Almost a quarter of students in disadvantaged schools have poor reading levels, compared to one-tenth in other schools.
The finding is part of a new report by the Educational Research Centre which has looked at students' reading, maths and science levels from 2018.
Overall, Irish students ranked fourth out of 36 OECD countries for reading and 16th out of 37 OECD countries for maths.
Co-author of the report, Dr Lorraine Gilleece, says the gap has narrowed in the past decade but more needs to be done to help disadvantaged students.
The PISA study (Programme for International Student Assessment) results show the average reading score in DEIS schools is at the level of the OECD average.
While the average reading achievement was lower in DEIS than in non-DEIS schools, the difference between the two was smaller in 2018 than in 2019.
In maths and science, students in DEIS schools scored below the OECD average and below students in non-DEIS schools.
It also highlights that three in ten students in disadvantaged schools have poor levels of maths and science, compared to roughly one in ten in other schools.
"Most of the improvement in reading achievement in DEIS schools was between 2009 and 2012," said Dr Gilleece.
"While there has been little change since 2012, these earlier achievement gains have been sustained. This is consistent with trends in non-DEIS schools over the same period where we have seen stable achievement patterns since 2012.
"The situation remains in 2018 that 22% of students in DEIS schools have low reading scores, compared to 9% in non-DEIS schools, and according to the OECD, these students are likely to have inadequate reading skills for future study and work.

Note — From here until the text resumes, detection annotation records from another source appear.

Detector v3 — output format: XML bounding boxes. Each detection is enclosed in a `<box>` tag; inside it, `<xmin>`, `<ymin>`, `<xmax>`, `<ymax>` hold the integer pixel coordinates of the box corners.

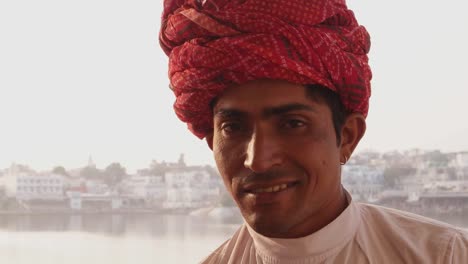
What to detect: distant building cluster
<box><xmin>0</xmin><ymin>156</ymin><xmax>223</xmax><ymax>211</ymax></box>
<box><xmin>0</xmin><ymin>150</ymin><xmax>468</xmax><ymax>212</ymax></box>
<box><xmin>342</xmin><ymin>149</ymin><xmax>468</xmax><ymax>212</ymax></box>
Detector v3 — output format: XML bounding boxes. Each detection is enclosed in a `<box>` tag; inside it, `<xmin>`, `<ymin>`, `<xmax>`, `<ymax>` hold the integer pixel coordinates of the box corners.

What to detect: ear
<box><xmin>340</xmin><ymin>113</ymin><xmax>366</xmax><ymax>162</ymax></box>
<box><xmin>205</xmin><ymin>132</ymin><xmax>213</xmax><ymax>151</ymax></box>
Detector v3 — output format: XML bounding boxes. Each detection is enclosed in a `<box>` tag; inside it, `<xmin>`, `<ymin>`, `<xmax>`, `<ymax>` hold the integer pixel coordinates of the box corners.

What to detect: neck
<box><xmin>285</xmin><ymin>186</ymin><xmax>349</xmax><ymax>238</ymax></box>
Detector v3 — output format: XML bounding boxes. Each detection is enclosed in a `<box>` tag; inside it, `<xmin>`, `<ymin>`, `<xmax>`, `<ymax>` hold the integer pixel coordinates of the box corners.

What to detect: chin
<box><xmin>245</xmin><ymin>214</ymin><xmax>290</xmax><ymax>238</ymax></box>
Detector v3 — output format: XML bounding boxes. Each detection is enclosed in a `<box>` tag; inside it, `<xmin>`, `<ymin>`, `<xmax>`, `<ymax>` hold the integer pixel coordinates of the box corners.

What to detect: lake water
<box><xmin>0</xmin><ymin>214</ymin><xmax>468</xmax><ymax>264</ymax></box>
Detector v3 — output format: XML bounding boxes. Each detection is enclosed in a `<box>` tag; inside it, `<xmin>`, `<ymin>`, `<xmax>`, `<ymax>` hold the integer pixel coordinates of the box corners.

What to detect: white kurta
<box><xmin>202</xmin><ymin>197</ymin><xmax>468</xmax><ymax>264</ymax></box>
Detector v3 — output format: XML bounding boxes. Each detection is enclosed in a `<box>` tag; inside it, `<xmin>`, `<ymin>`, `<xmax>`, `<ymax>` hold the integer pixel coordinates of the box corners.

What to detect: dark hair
<box><xmin>306</xmin><ymin>84</ymin><xmax>348</xmax><ymax>145</ymax></box>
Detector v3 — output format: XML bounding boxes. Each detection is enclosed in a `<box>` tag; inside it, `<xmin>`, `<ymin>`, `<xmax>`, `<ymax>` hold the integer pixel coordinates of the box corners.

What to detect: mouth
<box><xmin>245</xmin><ymin>182</ymin><xmax>298</xmax><ymax>194</ymax></box>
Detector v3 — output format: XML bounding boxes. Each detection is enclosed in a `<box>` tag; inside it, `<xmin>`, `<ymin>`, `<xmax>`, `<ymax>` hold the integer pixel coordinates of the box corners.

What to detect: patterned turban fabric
<box><xmin>160</xmin><ymin>0</ymin><xmax>372</xmax><ymax>138</ymax></box>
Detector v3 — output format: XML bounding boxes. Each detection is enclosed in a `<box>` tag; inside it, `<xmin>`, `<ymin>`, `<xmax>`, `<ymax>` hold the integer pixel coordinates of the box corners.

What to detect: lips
<box><xmin>245</xmin><ymin>182</ymin><xmax>297</xmax><ymax>194</ymax></box>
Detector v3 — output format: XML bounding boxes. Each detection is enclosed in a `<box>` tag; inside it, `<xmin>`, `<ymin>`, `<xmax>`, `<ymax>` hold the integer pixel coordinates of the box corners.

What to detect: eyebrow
<box><xmin>214</xmin><ymin>103</ymin><xmax>317</xmax><ymax>118</ymax></box>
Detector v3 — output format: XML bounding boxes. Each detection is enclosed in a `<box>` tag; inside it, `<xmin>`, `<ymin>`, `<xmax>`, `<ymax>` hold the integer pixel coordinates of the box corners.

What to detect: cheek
<box><xmin>213</xmin><ymin>138</ymin><xmax>243</xmax><ymax>192</ymax></box>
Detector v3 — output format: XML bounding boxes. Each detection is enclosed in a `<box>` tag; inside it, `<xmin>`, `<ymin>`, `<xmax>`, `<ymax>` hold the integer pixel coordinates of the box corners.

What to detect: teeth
<box><xmin>253</xmin><ymin>184</ymin><xmax>288</xmax><ymax>193</ymax></box>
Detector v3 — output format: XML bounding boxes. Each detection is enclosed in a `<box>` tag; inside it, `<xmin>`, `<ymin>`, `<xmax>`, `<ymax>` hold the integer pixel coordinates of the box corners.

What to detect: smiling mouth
<box><xmin>246</xmin><ymin>182</ymin><xmax>297</xmax><ymax>194</ymax></box>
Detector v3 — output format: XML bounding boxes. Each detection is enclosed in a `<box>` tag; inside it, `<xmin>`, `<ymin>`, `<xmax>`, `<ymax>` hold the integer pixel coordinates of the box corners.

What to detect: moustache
<box><xmin>240</xmin><ymin>169</ymin><xmax>292</xmax><ymax>185</ymax></box>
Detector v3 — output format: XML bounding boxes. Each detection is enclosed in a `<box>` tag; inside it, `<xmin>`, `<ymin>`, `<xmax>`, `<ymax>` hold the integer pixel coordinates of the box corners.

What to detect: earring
<box><xmin>340</xmin><ymin>155</ymin><xmax>348</xmax><ymax>166</ymax></box>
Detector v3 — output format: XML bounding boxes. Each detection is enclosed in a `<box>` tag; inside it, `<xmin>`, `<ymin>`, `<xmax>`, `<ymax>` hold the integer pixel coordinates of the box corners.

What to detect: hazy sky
<box><xmin>0</xmin><ymin>0</ymin><xmax>468</xmax><ymax>171</ymax></box>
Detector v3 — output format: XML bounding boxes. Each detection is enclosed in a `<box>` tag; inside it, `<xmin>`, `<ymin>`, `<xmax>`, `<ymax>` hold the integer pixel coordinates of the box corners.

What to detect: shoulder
<box><xmin>357</xmin><ymin>204</ymin><xmax>467</xmax><ymax>263</ymax></box>
<box><xmin>201</xmin><ymin>224</ymin><xmax>253</xmax><ymax>264</ymax></box>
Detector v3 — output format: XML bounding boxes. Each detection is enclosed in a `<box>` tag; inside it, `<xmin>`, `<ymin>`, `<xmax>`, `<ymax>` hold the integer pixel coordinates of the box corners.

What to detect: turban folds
<box><xmin>160</xmin><ymin>0</ymin><xmax>372</xmax><ymax>138</ymax></box>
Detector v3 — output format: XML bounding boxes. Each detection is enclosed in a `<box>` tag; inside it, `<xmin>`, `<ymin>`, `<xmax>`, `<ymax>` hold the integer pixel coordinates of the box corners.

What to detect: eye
<box><xmin>221</xmin><ymin>122</ymin><xmax>242</xmax><ymax>135</ymax></box>
<box><xmin>283</xmin><ymin>119</ymin><xmax>306</xmax><ymax>129</ymax></box>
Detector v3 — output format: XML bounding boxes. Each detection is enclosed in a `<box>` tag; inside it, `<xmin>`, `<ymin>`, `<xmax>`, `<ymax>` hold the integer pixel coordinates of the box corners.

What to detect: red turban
<box><xmin>160</xmin><ymin>0</ymin><xmax>372</xmax><ymax>138</ymax></box>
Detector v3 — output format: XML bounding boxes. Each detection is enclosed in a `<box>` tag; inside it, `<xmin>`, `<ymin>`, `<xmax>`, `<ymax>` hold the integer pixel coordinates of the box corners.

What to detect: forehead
<box><xmin>214</xmin><ymin>80</ymin><xmax>314</xmax><ymax>111</ymax></box>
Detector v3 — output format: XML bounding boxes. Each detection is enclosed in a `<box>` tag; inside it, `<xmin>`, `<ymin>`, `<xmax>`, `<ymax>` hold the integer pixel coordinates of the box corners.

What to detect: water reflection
<box><xmin>0</xmin><ymin>214</ymin><xmax>468</xmax><ymax>264</ymax></box>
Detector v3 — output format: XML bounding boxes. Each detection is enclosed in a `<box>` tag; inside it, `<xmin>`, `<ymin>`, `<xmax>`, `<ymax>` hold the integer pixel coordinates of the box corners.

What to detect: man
<box><xmin>160</xmin><ymin>0</ymin><xmax>468</xmax><ymax>263</ymax></box>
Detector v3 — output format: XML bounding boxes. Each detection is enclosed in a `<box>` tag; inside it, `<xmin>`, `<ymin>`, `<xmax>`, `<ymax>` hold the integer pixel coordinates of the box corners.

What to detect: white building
<box><xmin>16</xmin><ymin>174</ymin><xmax>65</xmax><ymax>200</ymax></box>
<box><xmin>163</xmin><ymin>168</ymin><xmax>220</xmax><ymax>209</ymax></box>
<box><xmin>122</xmin><ymin>175</ymin><xmax>166</xmax><ymax>200</ymax></box>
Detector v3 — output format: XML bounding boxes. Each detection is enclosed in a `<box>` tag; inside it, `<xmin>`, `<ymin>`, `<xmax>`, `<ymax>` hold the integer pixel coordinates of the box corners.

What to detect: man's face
<box><xmin>207</xmin><ymin>80</ymin><xmax>352</xmax><ymax>237</ymax></box>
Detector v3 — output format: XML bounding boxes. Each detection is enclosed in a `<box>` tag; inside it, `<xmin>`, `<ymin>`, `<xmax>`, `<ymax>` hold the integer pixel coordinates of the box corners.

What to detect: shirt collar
<box><xmin>245</xmin><ymin>192</ymin><xmax>360</xmax><ymax>258</ymax></box>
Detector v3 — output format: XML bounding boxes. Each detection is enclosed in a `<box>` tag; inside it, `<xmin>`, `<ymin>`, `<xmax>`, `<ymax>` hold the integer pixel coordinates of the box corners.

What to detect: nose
<box><xmin>244</xmin><ymin>128</ymin><xmax>284</xmax><ymax>173</ymax></box>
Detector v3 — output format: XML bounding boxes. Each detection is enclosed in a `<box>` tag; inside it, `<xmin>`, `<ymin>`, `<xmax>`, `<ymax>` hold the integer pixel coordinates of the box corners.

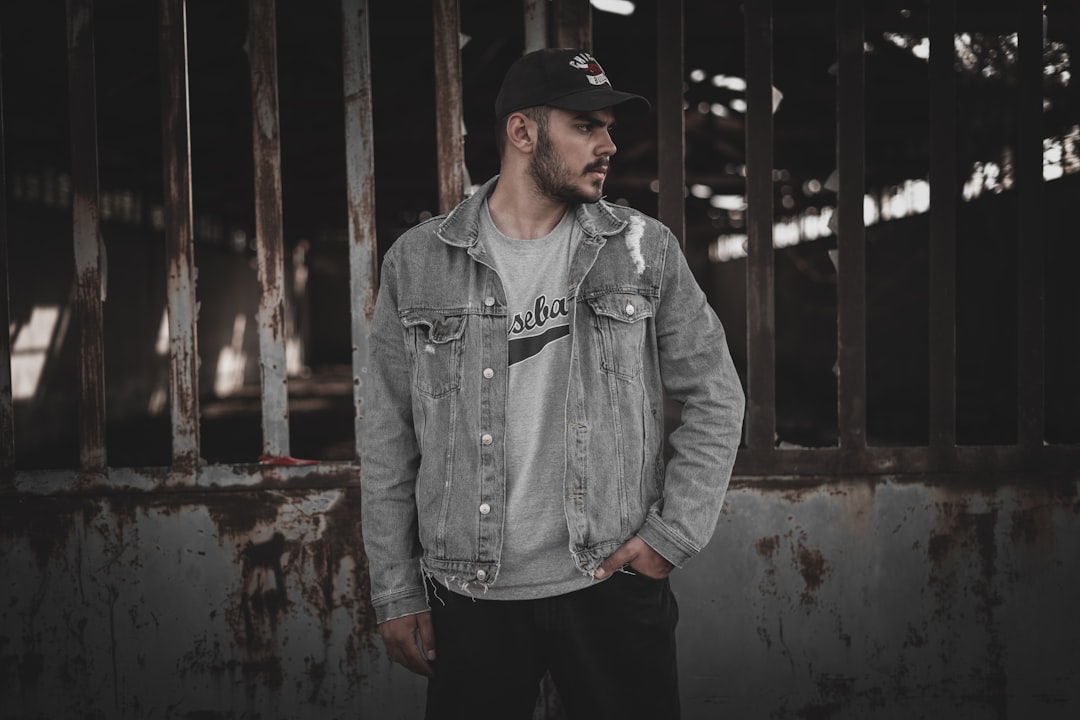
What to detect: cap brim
<box><xmin>546</xmin><ymin>87</ymin><xmax>651</xmax><ymax>114</ymax></box>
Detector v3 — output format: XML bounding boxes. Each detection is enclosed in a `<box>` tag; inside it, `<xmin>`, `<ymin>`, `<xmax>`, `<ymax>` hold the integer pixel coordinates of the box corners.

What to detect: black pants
<box><xmin>426</xmin><ymin>572</ymin><xmax>679</xmax><ymax>720</ymax></box>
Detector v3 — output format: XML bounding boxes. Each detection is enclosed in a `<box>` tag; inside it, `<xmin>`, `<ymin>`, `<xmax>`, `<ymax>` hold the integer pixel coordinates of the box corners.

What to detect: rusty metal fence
<box><xmin>0</xmin><ymin>0</ymin><xmax>1080</xmax><ymax>493</ymax></box>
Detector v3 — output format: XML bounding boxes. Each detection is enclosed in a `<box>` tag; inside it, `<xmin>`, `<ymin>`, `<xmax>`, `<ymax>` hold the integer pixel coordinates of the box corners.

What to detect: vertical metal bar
<box><xmin>158</xmin><ymin>0</ymin><xmax>199</xmax><ymax>485</ymax></box>
<box><xmin>743</xmin><ymin>0</ymin><xmax>777</xmax><ymax>450</ymax></box>
<box><xmin>0</xmin><ymin>28</ymin><xmax>15</xmax><ymax>479</ymax></box>
<box><xmin>248</xmin><ymin>0</ymin><xmax>288</xmax><ymax>456</ymax></box>
<box><xmin>434</xmin><ymin>0</ymin><xmax>465</xmax><ymax>213</ymax></box>
<box><xmin>836</xmin><ymin>0</ymin><xmax>866</xmax><ymax>449</ymax></box>
<box><xmin>930</xmin><ymin>0</ymin><xmax>957</xmax><ymax>449</ymax></box>
<box><xmin>1015</xmin><ymin>0</ymin><xmax>1047</xmax><ymax>447</ymax></box>
<box><xmin>552</xmin><ymin>0</ymin><xmax>596</xmax><ymax>53</ymax></box>
<box><xmin>341</xmin><ymin>0</ymin><xmax>378</xmax><ymax>458</ymax></box>
<box><xmin>525</xmin><ymin>0</ymin><xmax>549</xmax><ymax>53</ymax></box>
<box><xmin>67</xmin><ymin>0</ymin><xmax>106</xmax><ymax>475</ymax></box>
<box><xmin>657</xmin><ymin>0</ymin><xmax>686</xmax><ymax>248</ymax></box>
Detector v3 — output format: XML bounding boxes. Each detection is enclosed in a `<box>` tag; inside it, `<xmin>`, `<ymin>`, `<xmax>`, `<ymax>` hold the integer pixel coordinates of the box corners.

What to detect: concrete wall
<box><xmin>0</xmin><ymin>478</ymin><xmax>1080</xmax><ymax>720</ymax></box>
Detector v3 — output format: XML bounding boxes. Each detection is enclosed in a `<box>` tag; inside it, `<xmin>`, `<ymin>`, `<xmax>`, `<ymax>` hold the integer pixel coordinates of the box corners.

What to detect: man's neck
<box><xmin>487</xmin><ymin>175</ymin><xmax>567</xmax><ymax>240</ymax></box>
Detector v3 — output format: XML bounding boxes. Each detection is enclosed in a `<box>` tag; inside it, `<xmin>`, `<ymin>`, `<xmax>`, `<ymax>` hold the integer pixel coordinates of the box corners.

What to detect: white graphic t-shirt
<box><xmin>480</xmin><ymin>199</ymin><xmax>593</xmax><ymax>600</ymax></box>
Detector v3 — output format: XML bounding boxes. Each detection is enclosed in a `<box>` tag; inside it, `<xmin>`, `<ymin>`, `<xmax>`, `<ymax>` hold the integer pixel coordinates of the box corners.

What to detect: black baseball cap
<box><xmin>495</xmin><ymin>47</ymin><xmax>649</xmax><ymax>119</ymax></box>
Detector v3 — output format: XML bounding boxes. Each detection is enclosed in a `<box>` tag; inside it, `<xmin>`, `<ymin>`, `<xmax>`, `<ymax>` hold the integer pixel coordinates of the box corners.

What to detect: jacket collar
<box><xmin>435</xmin><ymin>175</ymin><xmax>626</xmax><ymax>248</ymax></box>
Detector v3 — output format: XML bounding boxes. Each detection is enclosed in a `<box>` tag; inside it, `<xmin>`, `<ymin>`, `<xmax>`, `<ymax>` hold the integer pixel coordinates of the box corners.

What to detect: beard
<box><xmin>529</xmin><ymin>128</ymin><xmax>608</xmax><ymax>204</ymax></box>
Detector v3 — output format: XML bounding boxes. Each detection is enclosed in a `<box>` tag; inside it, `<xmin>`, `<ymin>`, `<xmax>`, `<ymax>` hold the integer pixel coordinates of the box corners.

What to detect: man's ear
<box><xmin>507</xmin><ymin>112</ymin><xmax>537</xmax><ymax>152</ymax></box>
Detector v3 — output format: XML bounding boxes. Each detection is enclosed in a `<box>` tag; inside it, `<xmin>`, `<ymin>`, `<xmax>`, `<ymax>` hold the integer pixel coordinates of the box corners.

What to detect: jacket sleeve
<box><xmin>361</xmin><ymin>255</ymin><xmax>428</xmax><ymax>623</ymax></box>
<box><xmin>637</xmin><ymin>228</ymin><xmax>744</xmax><ymax>567</ymax></box>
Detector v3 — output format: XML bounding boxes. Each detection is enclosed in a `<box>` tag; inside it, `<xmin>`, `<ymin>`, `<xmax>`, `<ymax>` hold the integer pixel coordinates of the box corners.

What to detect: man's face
<box><xmin>529</xmin><ymin>108</ymin><xmax>616</xmax><ymax>203</ymax></box>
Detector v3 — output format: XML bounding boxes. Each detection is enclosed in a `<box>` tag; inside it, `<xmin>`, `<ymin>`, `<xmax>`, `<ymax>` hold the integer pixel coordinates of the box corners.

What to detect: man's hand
<box><xmin>379</xmin><ymin>611</ymin><xmax>435</xmax><ymax>677</ymax></box>
<box><xmin>595</xmin><ymin>535</ymin><xmax>675</xmax><ymax>580</ymax></box>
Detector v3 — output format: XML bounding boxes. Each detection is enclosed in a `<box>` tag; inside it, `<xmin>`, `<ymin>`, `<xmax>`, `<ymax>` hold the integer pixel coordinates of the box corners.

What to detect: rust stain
<box><xmin>795</xmin><ymin>532</ymin><xmax>829</xmax><ymax>606</ymax></box>
<box><xmin>754</xmin><ymin>535</ymin><xmax>780</xmax><ymax>560</ymax></box>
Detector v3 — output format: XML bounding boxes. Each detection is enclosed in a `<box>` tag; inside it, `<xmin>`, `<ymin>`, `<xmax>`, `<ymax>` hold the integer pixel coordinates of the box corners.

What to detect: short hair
<box><xmin>495</xmin><ymin>105</ymin><xmax>551</xmax><ymax>159</ymax></box>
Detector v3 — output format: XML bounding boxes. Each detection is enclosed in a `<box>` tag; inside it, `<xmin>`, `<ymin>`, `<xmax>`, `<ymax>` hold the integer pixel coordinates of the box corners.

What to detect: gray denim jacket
<box><xmin>361</xmin><ymin>177</ymin><xmax>743</xmax><ymax>622</ymax></box>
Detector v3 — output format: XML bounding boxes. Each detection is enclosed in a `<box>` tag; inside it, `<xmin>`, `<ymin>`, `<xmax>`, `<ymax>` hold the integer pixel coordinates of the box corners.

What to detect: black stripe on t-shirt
<box><xmin>509</xmin><ymin>325</ymin><xmax>570</xmax><ymax>365</ymax></box>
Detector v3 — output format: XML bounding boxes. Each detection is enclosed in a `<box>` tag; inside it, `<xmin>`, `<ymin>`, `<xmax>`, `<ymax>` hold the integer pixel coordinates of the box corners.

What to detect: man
<box><xmin>362</xmin><ymin>50</ymin><xmax>743</xmax><ymax>720</ymax></box>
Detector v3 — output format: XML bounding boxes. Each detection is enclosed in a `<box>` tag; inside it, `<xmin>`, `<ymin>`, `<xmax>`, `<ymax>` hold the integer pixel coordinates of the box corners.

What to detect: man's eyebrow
<box><xmin>573</xmin><ymin>112</ymin><xmax>615</xmax><ymax>127</ymax></box>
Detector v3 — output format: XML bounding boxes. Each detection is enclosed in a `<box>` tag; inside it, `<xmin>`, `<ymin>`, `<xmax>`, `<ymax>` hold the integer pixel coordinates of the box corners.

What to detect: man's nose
<box><xmin>596</xmin><ymin>131</ymin><xmax>619</xmax><ymax>155</ymax></box>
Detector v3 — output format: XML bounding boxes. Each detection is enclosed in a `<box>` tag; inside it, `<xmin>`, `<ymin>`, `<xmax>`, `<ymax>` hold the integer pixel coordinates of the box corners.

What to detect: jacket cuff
<box><xmin>373</xmin><ymin>586</ymin><xmax>429</xmax><ymax>623</ymax></box>
<box><xmin>637</xmin><ymin>513</ymin><xmax>701</xmax><ymax>568</ymax></box>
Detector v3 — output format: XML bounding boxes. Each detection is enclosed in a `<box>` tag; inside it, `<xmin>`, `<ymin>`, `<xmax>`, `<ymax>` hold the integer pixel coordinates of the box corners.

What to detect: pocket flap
<box><xmin>589</xmin><ymin>293</ymin><xmax>652</xmax><ymax>323</ymax></box>
<box><xmin>402</xmin><ymin>310</ymin><xmax>465</xmax><ymax>343</ymax></box>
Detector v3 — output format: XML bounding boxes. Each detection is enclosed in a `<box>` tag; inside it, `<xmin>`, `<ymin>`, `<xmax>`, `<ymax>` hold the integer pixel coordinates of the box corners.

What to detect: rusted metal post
<box><xmin>67</xmin><ymin>0</ymin><xmax>106</xmax><ymax>478</ymax></box>
<box><xmin>551</xmin><ymin>0</ymin><xmax>591</xmax><ymax>53</ymax></box>
<box><xmin>1015</xmin><ymin>2</ymin><xmax>1047</xmax><ymax>447</ymax></box>
<box><xmin>930</xmin><ymin>0</ymin><xmax>958</xmax><ymax>450</ymax></box>
<box><xmin>0</xmin><ymin>29</ymin><xmax>15</xmax><ymax>479</ymax></box>
<box><xmin>158</xmin><ymin>0</ymin><xmax>199</xmax><ymax>485</ymax></box>
<box><xmin>341</xmin><ymin>0</ymin><xmax>378</xmax><ymax>458</ymax></box>
<box><xmin>248</xmin><ymin>0</ymin><xmax>288</xmax><ymax>457</ymax></box>
<box><xmin>525</xmin><ymin>0</ymin><xmax>549</xmax><ymax>53</ymax></box>
<box><xmin>836</xmin><ymin>0</ymin><xmax>866</xmax><ymax>450</ymax></box>
<box><xmin>434</xmin><ymin>0</ymin><xmax>465</xmax><ymax>213</ymax></box>
<box><xmin>743</xmin><ymin>0</ymin><xmax>777</xmax><ymax>451</ymax></box>
<box><xmin>657</xmin><ymin>0</ymin><xmax>686</xmax><ymax>249</ymax></box>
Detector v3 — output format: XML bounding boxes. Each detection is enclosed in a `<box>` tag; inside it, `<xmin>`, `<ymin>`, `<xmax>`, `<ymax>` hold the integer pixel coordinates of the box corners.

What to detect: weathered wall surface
<box><xmin>676</xmin><ymin>479</ymin><xmax>1080</xmax><ymax>720</ymax></box>
<box><xmin>0</xmin><ymin>480</ymin><xmax>1080</xmax><ymax>720</ymax></box>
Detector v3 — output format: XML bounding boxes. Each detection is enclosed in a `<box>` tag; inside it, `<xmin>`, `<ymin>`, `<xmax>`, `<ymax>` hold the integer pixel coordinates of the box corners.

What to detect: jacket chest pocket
<box><xmin>589</xmin><ymin>293</ymin><xmax>652</xmax><ymax>380</ymax></box>
<box><xmin>402</xmin><ymin>310</ymin><xmax>465</xmax><ymax>398</ymax></box>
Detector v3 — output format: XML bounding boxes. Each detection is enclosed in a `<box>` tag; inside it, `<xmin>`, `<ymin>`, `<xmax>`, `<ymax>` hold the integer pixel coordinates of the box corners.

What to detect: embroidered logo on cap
<box><xmin>570</xmin><ymin>53</ymin><xmax>611</xmax><ymax>85</ymax></box>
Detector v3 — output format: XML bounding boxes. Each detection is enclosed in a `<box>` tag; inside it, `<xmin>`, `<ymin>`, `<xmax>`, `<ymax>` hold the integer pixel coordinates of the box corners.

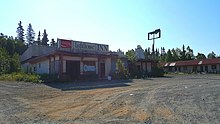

"Across the OECD on average, 23% of students have low reading scores."
The report suggests there is a need to assess, monitor and support students' reading difficulties using appropriate tools at post-primary level.
Minister for Education, Norma Foley, welcomed today's report saying there is promising evidence of improvements in DEIS student achievement and a narrowing of the gap between DEIS and non-DEIS schools.
The minister said the Department of Education will spend around €125 million on the DEIS programme in 2020.
"The DEIS programme provides that if we are to have the maximum possible impact on providing opportunities for students most at risk of disadvantage, then our extra resources must be targeted as closely as possible at those students with the greatest level of need," said Ms Foley.